Tears burned in the corners of her eyes and tapped onto the pillow. The roar and crackle of the fire filled her ears. The spikes of pain lancing her entire body came to full awareness and she could smell the wood smoke, the soft down of the buffalo blanket covering her, the scorching heat from the warming irons tucked alongside her and the gnawing agony of her unfreezing feet as if a bear were feasting on her bare toes.
“Claire?”
His baritone rumbled low and resonant and whiskey-rough, and the vibrat
ion of it seemed to sink inside her like a sensual stroke.
No. It was instinct to protect herself, to stop the flood of sensation into her drained heart. She was vulnerable and weak, and that was the reason she was responding to him so stridently.
Don’t turn to him. She knew it would only make her more defenseless to the caress of his voice, the fiction of his presence, and only stroke the sparks of hope fighting for life within her. Fighting to keep that undefeatable hope from rising up.
She heard the rustle of his denim trousers and the creak of boot leather as Joshua Gable knelt. The cool shadow his big body had tossed over her was gone—the heat radiated across her entire being. She did not know where he knelt, only that he was close, that he was watching her in a way that felt as tangible as a physical touch. She knew he could hardly miss the tears gleaming on her cheek and trickling sideways down her face.
Why did this man, this stranger, know the most intimate piece of her life? Her family did not know it, Ham’s family did not know she’d miscarried, let alone that she’d been pregnant. Ham was not a proud father-to-be. He had no love for mewling brats, he’d told her. He hadn’t wanted to hear more about the pregnancy, and she’d watched the exciting early changes her body went through alone.

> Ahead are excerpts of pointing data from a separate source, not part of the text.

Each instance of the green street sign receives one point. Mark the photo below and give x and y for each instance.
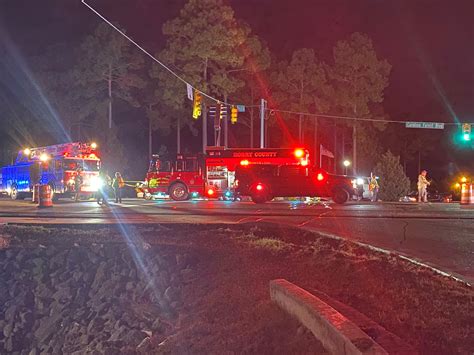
(427, 125)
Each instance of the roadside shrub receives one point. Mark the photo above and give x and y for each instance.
(393, 181)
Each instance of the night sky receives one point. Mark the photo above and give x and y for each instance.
(429, 43)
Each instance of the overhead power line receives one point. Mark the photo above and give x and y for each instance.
(172, 72)
(350, 118)
(151, 55)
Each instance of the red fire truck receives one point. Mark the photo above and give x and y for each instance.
(55, 165)
(213, 174)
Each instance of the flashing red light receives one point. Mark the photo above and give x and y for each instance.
(299, 153)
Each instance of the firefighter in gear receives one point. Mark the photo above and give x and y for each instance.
(77, 185)
(423, 183)
(118, 184)
(374, 187)
(104, 188)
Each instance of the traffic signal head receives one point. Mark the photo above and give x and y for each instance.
(466, 131)
(197, 104)
(233, 115)
(223, 112)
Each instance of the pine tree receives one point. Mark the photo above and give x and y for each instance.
(393, 181)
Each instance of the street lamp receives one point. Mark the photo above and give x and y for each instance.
(346, 164)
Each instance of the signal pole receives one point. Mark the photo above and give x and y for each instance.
(262, 123)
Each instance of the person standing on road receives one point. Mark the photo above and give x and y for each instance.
(423, 184)
(118, 184)
(374, 187)
(77, 185)
(103, 189)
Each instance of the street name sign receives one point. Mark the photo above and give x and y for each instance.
(428, 125)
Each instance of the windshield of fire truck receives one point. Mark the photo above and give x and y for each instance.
(84, 164)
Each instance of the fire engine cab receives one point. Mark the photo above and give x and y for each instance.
(213, 174)
(55, 165)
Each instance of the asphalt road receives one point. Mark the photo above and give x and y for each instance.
(440, 235)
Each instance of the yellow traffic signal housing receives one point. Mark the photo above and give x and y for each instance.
(197, 104)
(466, 131)
(223, 112)
(233, 115)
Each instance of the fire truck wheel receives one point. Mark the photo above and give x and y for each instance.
(179, 192)
(340, 195)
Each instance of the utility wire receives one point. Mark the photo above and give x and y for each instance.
(150, 55)
(228, 104)
(359, 118)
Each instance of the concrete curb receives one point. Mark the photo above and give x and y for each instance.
(337, 334)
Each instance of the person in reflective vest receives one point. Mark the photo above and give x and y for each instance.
(423, 184)
(77, 185)
(118, 184)
(374, 187)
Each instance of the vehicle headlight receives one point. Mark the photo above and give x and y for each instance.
(96, 182)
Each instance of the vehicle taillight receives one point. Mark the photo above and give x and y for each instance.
(299, 153)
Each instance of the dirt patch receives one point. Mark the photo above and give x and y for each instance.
(225, 296)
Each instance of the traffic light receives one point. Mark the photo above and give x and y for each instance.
(212, 113)
(233, 115)
(466, 131)
(223, 112)
(197, 104)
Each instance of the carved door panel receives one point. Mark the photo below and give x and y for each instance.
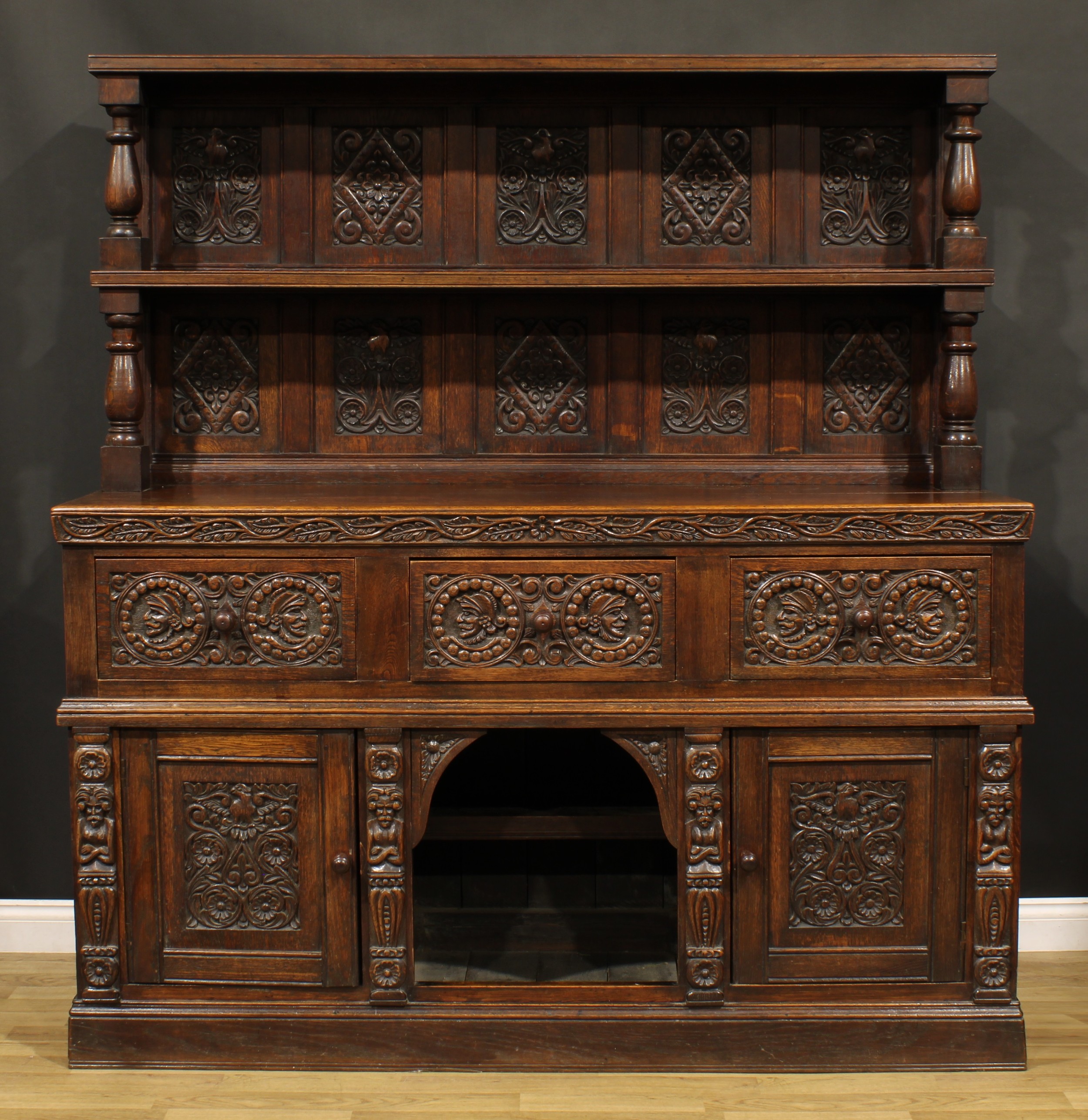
(849, 856)
(242, 861)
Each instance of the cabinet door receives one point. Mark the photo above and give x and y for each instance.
(241, 857)
(850, 855)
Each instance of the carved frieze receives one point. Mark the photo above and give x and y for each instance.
(864, 187)
(378, 186)
(541, 386)
(541, 528)
(241, 856)
(379, 370)
(542, 186)
(208, 621)
(550, 621)
(867, 376)
(705, 377)
(859, 619)
(846, 854)
(95, 831)
(218, 186)
(707, 186)
(216, 377)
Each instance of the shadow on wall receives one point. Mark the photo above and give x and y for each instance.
(1034, 398)
(54, 366)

Eleven weeks later, it was as if there had never been a new life started within her, at least to those looking in from the outside on her life.
And Joshua Gable’s knowledge and pity lapped over her like a shallow lake’s warm waters in mid-August. Lulling and comforting and sweet enough to sink into, and it was tempting to give in when his baritone rolled through her again.
“I have to ask you a few questions.” Joshua Gable cleared his throat, and that rough sound moved through her, too.
She squeezed her eyes more tightly shut. Don’t give in to the impulse, Claire. Don’t believe in him.